たぶん、名前を間違えて本当は真先輩ってことなんだろうな。
「ああ、二位は笹川先輩だな」
「ど、どうだろう。栞たんの格好よさは女子も虜にするってことじゃないのかな」
「あれれ、なんでぼくの名前が記載されているんだろ」
「りゅ、竜斗っ」
いつの間にか現れたのは件の野々村家の坊ちゃん、ではなく野々村家の譲ちゃん。女子の圧倒的な指示のもと、すべての男の上に君臨する女子だ。いや、笹川栞も違う意味で君臨しているな。
「ぼく、彼氏がいるのに」
「ええっ」
周りの男子がそう言った。教室の女子もすごく、ええ、そりゃもう、すごく驚いていた。
「うそっ、あの野々村先輩に彼氏がっ」
「彼女がいるって言われるよりまだましかも」
「へぇ、お前彼氏がいたのかよ。誰だよ」
満かな、そう思ったのだが違うようだし、俺の知り合いでもなさそうだ。竜斗は俺を見てため息一つ口から押し出して俺の手を高らかに持ち上げた。
「はいっ、この人がぼくの彼氏ですっ」
「え、嘘」
「嘘じゃないよ、だって、ぼくを奪ったのは零一だろっ」
片目をつぶって俺に告げる。奪った、ねぇ………。
「いつ俺が奪ったんだよ」
「ほら、ぼくが許嫁と結婚する時だよ。ぼくの手を引いて走ったじゃないか」
「ああ、そういえばそんなことあったなぁ」
懐かしいな。もうあれから一カ月以上経っているのか。
「れれれれ、零一先輩っ」
「ん、なんだ澤田」
いつの間にかやってきていた澤田、そして剣。
「不潔ですよっ」
「ぐはっ」
ご自慢の木刀が俺に牙をむけるのであった。
「失望しました」
「し、信じられませんっ」
「ぐぐ………そうか、竜斗は」
男という話だったからな。変な誤解がさらに変な誤解に発展しているんだ。周りの女子からの視線も痛い。

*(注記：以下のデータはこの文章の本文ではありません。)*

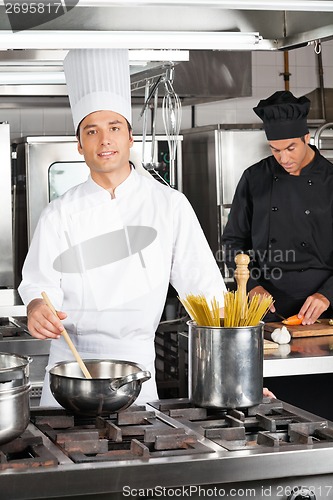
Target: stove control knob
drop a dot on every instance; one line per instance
(301, 493)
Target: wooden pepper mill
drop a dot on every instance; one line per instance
(242, 275)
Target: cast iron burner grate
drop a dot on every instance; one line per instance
(268, 424)
(24, 452)
(131, 434)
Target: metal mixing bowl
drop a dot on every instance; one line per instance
(114, 385)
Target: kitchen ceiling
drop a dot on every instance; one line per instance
(36, 43)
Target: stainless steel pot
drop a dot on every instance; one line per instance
(14, 370)
(225, 366)
(114, 386)
(14, 412)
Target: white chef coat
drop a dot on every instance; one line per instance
(107, 262)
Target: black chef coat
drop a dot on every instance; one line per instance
(285, 222)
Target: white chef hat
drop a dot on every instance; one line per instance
(98, 79)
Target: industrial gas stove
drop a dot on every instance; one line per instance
(171, 448)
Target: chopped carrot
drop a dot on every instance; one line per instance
(293, 320)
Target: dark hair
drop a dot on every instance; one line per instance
(78, 129)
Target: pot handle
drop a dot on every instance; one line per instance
(133, 377)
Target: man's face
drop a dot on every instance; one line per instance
(105, 143)
(292, 154)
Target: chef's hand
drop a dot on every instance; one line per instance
(260, 290)
(42, 323)
(313, 307)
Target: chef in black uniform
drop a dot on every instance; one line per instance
(282, 215)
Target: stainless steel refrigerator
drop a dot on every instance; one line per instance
(214, 158)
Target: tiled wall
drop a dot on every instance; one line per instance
(267, 69)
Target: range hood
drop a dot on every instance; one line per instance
(209, 34)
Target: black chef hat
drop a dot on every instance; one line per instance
(284, 115)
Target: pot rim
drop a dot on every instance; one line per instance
(193, 323)
(15, 390)
(87, 361)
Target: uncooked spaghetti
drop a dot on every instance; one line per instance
(250, 313)
(200, 311)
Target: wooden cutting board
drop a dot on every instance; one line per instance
(315, 330)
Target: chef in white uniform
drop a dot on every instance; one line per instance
(106, 251)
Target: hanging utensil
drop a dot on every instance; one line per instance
(68, 339)
(171, 111)
(152, 165)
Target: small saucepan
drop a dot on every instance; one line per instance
(114, 386)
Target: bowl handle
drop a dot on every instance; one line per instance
(132, 377)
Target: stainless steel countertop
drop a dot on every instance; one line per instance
(303, 356)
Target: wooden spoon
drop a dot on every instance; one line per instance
(242, 275)
(68, 340)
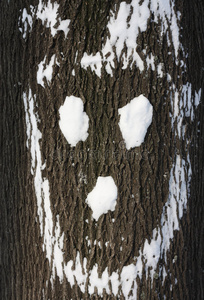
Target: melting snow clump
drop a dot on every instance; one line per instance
(103, 196)
(135, 118)
(74, 122)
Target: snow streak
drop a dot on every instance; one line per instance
(124, 28)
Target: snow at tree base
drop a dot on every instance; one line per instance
(135, 118)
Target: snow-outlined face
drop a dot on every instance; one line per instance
(135, 119)
(152, 182)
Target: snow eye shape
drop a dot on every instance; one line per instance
(74, 122)
(135, 118)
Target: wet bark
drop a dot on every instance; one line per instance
(72, 173)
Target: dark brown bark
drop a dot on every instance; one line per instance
(140, 171)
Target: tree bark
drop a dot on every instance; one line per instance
(142, 174)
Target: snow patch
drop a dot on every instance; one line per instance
(45, 71)
(124, 29)
(74, 122)
(48, 14)
(135, 118)
(103, 197)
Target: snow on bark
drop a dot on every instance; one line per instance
(74, 122)
(124, 29)
(135, 118)
(103, 197)
(48, 14)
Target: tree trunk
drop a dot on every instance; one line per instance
(150, 245)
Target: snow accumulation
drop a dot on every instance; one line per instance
(103, 197)
(48, 14)
(124, 29)
(45, 71)
(135, 118)
(74, 122)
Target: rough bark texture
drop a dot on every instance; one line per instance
(140, 171)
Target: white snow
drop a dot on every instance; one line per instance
(135, 118)
(124, 29)
(48, 14)
(103, 197)
(41, 184)
(45, 71)
(74, 122)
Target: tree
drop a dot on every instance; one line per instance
(105, 54)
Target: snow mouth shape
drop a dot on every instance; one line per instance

「零一くん、ぼくはずっと君だけの味方でいてあげるからもっと敵を作ってきなよ」
「くっ、お前の目的は何なんだよ」
「ふふ、教えてあげない」
それだけ言うと教室を出て行ってしまった。
「零一、大変な奴に惚れられたねぇ」
満は感慨深げにそうつぶやく。
「ああ、そうだな。全く、これ以上火事が広まらなければいいんだけどなぁ」
しかし、俺の楽観的予測は当然、外れることとなる。
今、喉から手が出るほどほしいもの、それは起爆剤。何かをきっかけとして脳が活性化し、いまいち面白くもない小説がまぁ、読めなくはないというほど昇華する起爆剤が………喉から手が出るほどほしいっ。たとえ、たとえ誰が読んでいなくてもっ、感想なんてくれなくっても、鼻くそほじりながら暇つぶしに読んでいたとしても、アマチュア小説家だったとしても、次、小説書くなら題名は『シラヨメ』にしようって決まっていたとしてもっ、朱莉が佳奈に嫉妬して零一をナイフで……んな、真っ黒でドロドロのバッドエンドを考えたとしてもぉっ、起爆剤がほしいっ。以上、雨月、魂の叫びでした。うう、みんなきっと画面の前じゃ『あは、ちょっとは面白い小説だな』と思ってくれているに違いないっ。今日の雨月の天気はどしゃぶりじゃああっ。五月十九日水曜、二十二時に十分雨月。